We live in a time when many factors are shaping our food habits. In terms of demographics, an unprecedented 30 per cent of Canadians are entering their golden years while expecting to maintain the active lifestyle of a 40-year-old. In terms of the media, never before has there been so much interest in health, nutrition and food safety. Combined with Canada’s evolving ethnic mosaic, these factors mean that things will never be the same again. For food manufacturers and retailers, the status quo is not an option.

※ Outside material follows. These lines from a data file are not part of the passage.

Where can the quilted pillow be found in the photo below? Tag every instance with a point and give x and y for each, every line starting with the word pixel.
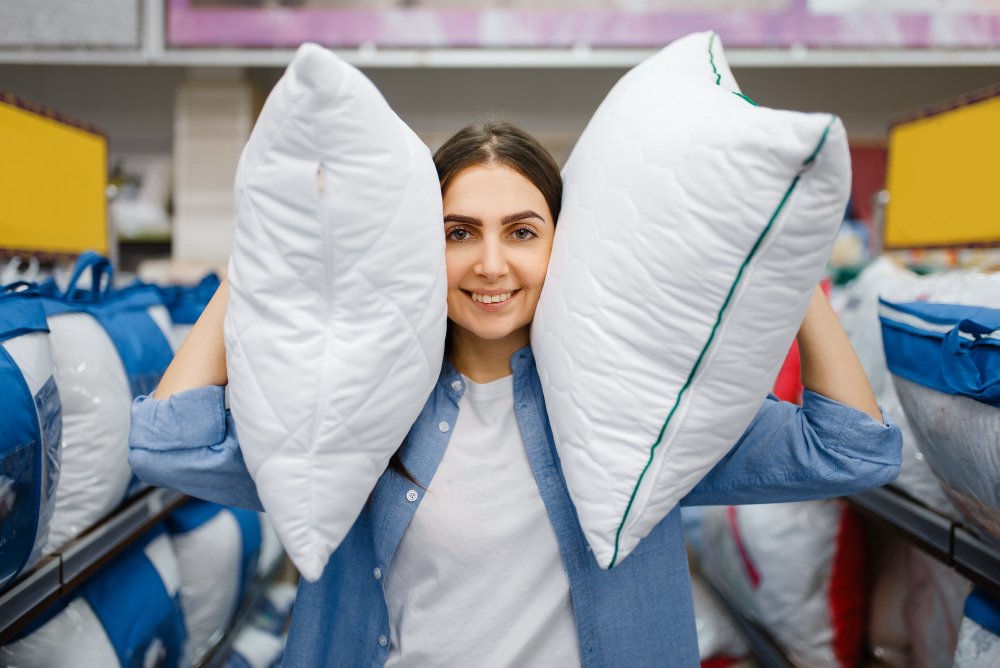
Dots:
pixel 337 308
pixel 695 226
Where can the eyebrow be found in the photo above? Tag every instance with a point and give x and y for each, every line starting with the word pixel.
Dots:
pixel 506 220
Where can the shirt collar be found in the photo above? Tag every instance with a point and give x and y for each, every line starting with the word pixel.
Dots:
pixel 451 382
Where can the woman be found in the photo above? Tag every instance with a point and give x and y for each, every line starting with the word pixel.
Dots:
pixel 469 551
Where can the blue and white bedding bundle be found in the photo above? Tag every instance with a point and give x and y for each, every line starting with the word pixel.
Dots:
pixel 946 361
pixel 29 441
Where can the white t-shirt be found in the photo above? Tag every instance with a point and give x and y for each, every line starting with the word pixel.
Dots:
pixel 477 579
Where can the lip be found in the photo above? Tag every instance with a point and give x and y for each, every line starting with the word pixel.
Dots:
pixel 495 306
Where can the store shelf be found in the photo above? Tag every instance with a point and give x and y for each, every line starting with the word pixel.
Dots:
pixel 218 656
pixel 765 650
pixel 57 575
pixel 948 540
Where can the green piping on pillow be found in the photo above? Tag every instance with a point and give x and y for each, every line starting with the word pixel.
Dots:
pixel 718 320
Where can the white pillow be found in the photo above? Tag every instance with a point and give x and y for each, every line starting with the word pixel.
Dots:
pixel 694 228
pixel 337 308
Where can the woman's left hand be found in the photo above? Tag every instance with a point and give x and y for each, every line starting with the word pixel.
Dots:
pixel 829 364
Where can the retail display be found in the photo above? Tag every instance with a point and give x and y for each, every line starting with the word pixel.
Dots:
pixel 718 637
pixel 694 229
pixel 270 546
pixel 859 317
pixel 185 304
pixel 217 549
pixel 29 440
pixel 108 345
pixel 330 355
pixel 256 648
pixel 979 637
pixel 946 360
pixel 795 568
pixel 127 615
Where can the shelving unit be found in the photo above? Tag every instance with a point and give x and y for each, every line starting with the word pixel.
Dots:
pixel 59 574
pixel 948 540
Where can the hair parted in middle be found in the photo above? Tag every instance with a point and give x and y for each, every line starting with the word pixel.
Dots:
pixel 501 143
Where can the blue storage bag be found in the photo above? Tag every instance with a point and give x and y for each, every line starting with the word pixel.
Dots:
pixel 31 415
pixel 979 635
pixel 945 360
pixel 128 315
pixel 217 550
pixel 128 615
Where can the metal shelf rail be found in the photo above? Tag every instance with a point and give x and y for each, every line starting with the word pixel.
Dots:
pixel 950 541
pixel 59 574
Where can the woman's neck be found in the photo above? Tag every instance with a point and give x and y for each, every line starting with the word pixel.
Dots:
pixel 483 360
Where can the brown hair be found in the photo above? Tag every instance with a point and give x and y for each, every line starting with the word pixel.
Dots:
pixel 501 143
pixel 494 143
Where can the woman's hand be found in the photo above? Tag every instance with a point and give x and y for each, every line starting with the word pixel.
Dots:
pixel 201 359
pixel 829 364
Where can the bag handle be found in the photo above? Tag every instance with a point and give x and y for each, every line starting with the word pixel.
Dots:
pixel 100 268
pixel 960 371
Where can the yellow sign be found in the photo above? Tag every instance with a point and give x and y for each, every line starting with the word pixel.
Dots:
pixel 53 179
pixel 942 177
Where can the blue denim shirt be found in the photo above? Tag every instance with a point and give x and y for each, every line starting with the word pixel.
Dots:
pixel 638 614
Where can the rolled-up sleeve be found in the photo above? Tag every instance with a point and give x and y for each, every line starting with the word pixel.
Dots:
pixel 188 443
pixel 790 453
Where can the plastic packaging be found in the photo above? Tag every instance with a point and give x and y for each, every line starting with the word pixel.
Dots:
pixel 717 634
pixel 795 568
pixel 859 317
pixel 946 362
pixel 256 648
pixel 217 550
pixel 107 346
pixel 126 615
pixel 979 637
pixel 29 441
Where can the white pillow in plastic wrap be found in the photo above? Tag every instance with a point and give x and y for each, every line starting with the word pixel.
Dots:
pixel 36 472
pixel 337 302
pixel 256 648
pixel 796 569
pixel 859 317
pixel 107 624
pixel 270 546
pixel 96 402
pixel 718 636
pixel 694 228
pixel 209 544
pixel 962 439
pixel 979 637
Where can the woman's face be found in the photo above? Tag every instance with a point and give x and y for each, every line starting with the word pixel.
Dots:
pixel 498 232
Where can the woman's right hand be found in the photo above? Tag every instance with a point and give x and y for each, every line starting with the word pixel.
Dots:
pixel 201 359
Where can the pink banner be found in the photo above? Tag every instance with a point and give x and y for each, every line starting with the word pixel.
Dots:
pixel 768 24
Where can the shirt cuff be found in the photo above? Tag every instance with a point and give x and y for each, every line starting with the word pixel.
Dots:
pixel 855 433
pixel 193 418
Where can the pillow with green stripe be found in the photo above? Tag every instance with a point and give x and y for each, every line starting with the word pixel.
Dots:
pixel 694 228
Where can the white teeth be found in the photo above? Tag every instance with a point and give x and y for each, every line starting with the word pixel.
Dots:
pixel 491 299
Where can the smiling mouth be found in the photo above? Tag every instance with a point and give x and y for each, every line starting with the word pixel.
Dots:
pixel 491 302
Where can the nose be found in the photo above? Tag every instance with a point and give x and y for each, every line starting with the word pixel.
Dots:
pixel 492 263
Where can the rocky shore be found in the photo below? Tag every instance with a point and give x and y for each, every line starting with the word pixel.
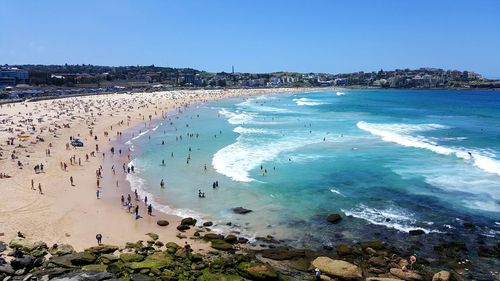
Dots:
pixel 231 258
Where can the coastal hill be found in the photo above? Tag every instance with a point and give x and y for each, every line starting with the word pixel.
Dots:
pixel 37 80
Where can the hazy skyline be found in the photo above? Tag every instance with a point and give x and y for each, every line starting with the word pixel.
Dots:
pixel 256 36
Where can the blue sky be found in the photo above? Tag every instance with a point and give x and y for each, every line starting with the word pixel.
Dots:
pixel 255 36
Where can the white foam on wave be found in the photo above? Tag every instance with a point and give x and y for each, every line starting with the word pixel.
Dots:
pixel 236 118
pixel 307 102
pixel 254 105
pixel 336 192
pixel 400 134
pixel 238 159
pixel 137 183
pixel 157 126
pixel 242 130
pixel 395 218
pixel 140 135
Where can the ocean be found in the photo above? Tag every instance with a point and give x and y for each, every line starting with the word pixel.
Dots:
pixel 388 161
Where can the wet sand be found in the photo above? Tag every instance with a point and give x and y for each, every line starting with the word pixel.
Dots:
pixel 72 214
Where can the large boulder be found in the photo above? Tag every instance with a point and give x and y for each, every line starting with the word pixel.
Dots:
pixel 231 239
pixel 74 260
pixel 212 236
pixel 26 245
pixel 375 245
pixel 382 279
pixel 6 269
pixel 257 271
pixel 416 232
pixel 282 253
pixel 158 260
pixel 131 257
pixel 188 221
pixel 343 250
pixel 441 276
pixel 153 236
pixel 337 268
pixel 221 245
pixel 95 267
pixel 3 246
pixel 378 262
pixel 183 227
pixel 108 258
pixel 212 276
pixel 61 250
pixel 24 262
pixel 102 249
pixel 334 218
pixel 406 275
pixel 84 275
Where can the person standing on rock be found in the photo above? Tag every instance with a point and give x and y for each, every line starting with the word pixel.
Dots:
pixel 317 274
pixel 98 237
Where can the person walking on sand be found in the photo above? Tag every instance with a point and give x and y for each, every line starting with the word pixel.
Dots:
pixel 187 249
pixel 98 237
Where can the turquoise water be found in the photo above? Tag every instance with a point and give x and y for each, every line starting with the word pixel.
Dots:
pixel 388 160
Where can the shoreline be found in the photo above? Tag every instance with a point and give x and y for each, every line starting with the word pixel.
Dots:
pixel 72 214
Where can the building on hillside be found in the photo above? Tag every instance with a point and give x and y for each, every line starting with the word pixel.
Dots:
pixel 11 76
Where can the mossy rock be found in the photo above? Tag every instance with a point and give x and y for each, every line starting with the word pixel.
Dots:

This past summer, I attended numerous focus groups on food-related topics. Regardless of the behaviour or product category under scrutiny, people fell into three distinct camps when the issue of organic food came up: those who buy it, those who buy it only in selected categories, and those who don’t buy it at all. This is nothing new. What is new is that those who don’t buy organic products seem to be softening their stance. Rather than dismissing these products, they want more information. How do these products get their organic accreditation? What other information needs to be provided about them? Why are they not sold in the same section as mainstream products? All speculated that retailers separate organic food from regular products to make price comparisons more difficult or that retailers were simply being lazy. Either way, these consumers think retailers are failing them on organics and they expect more transparency from the authorities that are making accreditation decisions. This example represents important changes in the mentality of consumers across all segments: their beliefs are being challenged. They’re on their guard and they expect more.
Health on the Rise
Between 2002 and 2008, consumers’ criteria for choosing their food shifted dramatically. Concern about sodium increased by 30 per cent, with sodium now being a factor in food selection for 75 per cent of adults. Likewise, concerns regarding fat increased by 45 per cent: today, 78 per cent of the adult population considers fat content when buying foods. Additives are also included in this select group of “undesirables,” while sugar, genetic modification, and country of origin are all increasingly important.
Manufacturers have responded to this challenge by offering more products with health benefits. Thirty-two per cent of the most innovative food products to hit shelves in Canada under a national or private label brand highlighted one or more health benefits, according to an analysis conducted by XTC World Innovation in May 2009.